Practitioners in RTA or EL/PL cases take note! Settlement by Part 36 can have unexpected consequences, and defendants must seriously consider whether making a Part 36 offer is appropriate if they wish to dispute the costs claimed.
I was recently instructed in relation to an RTA claim in which, following submission of the claim notification, form the defendant had written to the claimant stating that it had LVI concerns which, it said, required further investigation. The claimant thereafter wrote to the defendant confirming that due to the concerns raised, the matter was no longer suitable for the portal and therefore the matter had exited the portal pursuant to the paragraph 7.76 of the RTA Protocol.
The matter proceeded and ultimately settled by way of Part 36 following the issue of proceedings but before a case management conference.
The claimant sent a schedule to the defendant setting out the relevant costs with Table B under CPR 45.29A.
The defendant responded by stating that the fact that LVI was raised was not sufficient justification for the matter to exit the portal, that liability was admitted and that therefore the matter should have remained within the portal and the court should restrict the claimant to portal costs.
This was a matter which started under the RTA Protocol, but no longer continued under that protocol,[i] and therefore the starting point for determining the claimant’s entitlement to costs is CPR 36.20.
The right to detailed assessment arises only where there is an order that a party pay another parties costs to be assessed if not agreed. This can happen in the following ways:-
- The court makes an order in those terms (either by consent or otherwise);
- Such an order is deemed to have been made pursuant to CPR 44.9(1), specifically as a result of the operation of:-
- CPR 3.7 (claim struck out for non-payment of fees)
- CPR 3.7B (sanctions for dishonouring cheque)
- CPR 36.13 (a CPR 36 offer is accepted); or
- CPR 38.6 (claimant discontinues)
It is important to note that CPR 36.13 only applies subject to CPR 36.20[ii], thus an order for assessment of costs is deemed to have been made only where the claim settles pursuant to CPR 36.13, and not where settlement is pursuant to CPR 36.20.
The applicable regime is that contained within CPR 36.20(2), which states that ‘where a Part 36 offer is accepted within the relevant period, the claimant is entitled to the fixed costs in… [the relevant table].. of Part 45 for the stage applicable at the date on which notice of acceptance was served…’ The only relevant factor is when the claim actually settled, and there is no right for the claimant to bring assessment proceedings, or for the defendant to dispute the costs claimed.

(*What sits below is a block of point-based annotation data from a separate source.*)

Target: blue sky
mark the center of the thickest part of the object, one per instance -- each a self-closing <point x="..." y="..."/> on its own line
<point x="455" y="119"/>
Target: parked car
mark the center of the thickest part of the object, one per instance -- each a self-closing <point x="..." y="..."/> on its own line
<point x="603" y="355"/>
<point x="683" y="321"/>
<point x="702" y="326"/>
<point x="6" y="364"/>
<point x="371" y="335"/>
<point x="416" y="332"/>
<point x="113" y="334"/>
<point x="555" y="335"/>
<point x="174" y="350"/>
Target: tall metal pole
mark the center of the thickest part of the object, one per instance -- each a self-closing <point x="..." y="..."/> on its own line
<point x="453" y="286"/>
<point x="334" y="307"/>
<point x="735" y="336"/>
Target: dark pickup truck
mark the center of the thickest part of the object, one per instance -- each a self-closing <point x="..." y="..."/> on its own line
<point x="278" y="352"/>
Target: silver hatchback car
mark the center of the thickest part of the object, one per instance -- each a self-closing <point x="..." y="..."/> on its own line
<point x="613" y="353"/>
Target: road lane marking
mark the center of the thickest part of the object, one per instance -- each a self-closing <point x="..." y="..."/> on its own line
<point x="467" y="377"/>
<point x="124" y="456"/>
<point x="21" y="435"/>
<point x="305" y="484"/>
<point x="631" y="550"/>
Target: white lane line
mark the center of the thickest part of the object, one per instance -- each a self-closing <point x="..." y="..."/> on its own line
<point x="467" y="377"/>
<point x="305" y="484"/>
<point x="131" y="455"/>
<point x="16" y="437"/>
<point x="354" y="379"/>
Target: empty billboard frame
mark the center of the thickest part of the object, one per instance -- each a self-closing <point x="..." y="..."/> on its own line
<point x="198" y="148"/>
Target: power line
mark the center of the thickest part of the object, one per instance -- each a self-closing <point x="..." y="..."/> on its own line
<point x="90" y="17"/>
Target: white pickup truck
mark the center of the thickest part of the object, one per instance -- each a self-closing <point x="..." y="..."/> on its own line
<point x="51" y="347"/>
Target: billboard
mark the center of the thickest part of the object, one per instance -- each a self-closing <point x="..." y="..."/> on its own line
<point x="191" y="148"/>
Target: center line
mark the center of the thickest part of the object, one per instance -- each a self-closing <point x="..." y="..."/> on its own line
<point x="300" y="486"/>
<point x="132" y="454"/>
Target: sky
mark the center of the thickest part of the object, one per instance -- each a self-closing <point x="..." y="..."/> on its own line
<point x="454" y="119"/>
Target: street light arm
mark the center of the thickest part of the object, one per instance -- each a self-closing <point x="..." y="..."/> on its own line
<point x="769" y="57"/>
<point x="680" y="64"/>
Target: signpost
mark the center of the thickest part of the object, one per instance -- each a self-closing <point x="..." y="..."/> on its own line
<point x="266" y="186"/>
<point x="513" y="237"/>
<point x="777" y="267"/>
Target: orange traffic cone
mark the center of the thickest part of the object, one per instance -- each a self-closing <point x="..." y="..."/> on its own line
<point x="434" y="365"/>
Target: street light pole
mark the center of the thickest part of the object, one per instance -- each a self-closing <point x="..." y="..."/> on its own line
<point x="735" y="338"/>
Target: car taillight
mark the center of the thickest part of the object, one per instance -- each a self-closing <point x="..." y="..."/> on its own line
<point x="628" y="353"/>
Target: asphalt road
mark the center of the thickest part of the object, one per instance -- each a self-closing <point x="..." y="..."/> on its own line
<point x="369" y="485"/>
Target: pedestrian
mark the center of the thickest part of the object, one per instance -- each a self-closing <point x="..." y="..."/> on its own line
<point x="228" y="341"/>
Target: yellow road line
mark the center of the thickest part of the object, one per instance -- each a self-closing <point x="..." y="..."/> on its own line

CPR 45.29A states that it applies ‘where a claim is started under the [RTA Protocol] but no longer continues under the relevant Protocol…’ This is a simple question of fact, and there is nothing which provides that the claim must have left the portal ‘correctly’.
It is worth noting that CPR 45.29A does state that ‘nothing in this section shall prevent the court making an order under rule 45.24’. Pursuant to CPR 45.24(2) and (2A), where the court determines that a claimant did not comply with the relevant protocol the court may make other orders in respect of costs. It is critical to note that these paragraphs apply only where judgment is given in favour of the claimant. Where the claim has settled, as will always be the case where there is offer and acceptance pursuant to CPR 36, there has been no judgment.
If a CPR 36 offer made in RTA or EL/PL proceedings is accepted within the relevant period for that offer, the claimant will be entitled to the costs within the relevant table applicable as at the date notice of acceptance was served. There is no right for a defendant to dispute the level of costs claimed. Defendants in such cases should consider whether to make a Part 36 offer at all.
Whilst a defendant might seek to argue that it had already raised issue with whether the claim had left the portal correctly, it is my view that such an argument would be unlikely succeed because the consequences of Part 36 are clear, and that by making such an offer the defendant has compromised its right to do so.
If defendants wish to settle such claims but preserve their right to dispute the claimant’s costs, they should settle by way of a consent order providing that costs be assessed.
Please note that this question has not currently been determined by the court and is my current recommendation for ‘best practice’. Updates shall follow as the position develops.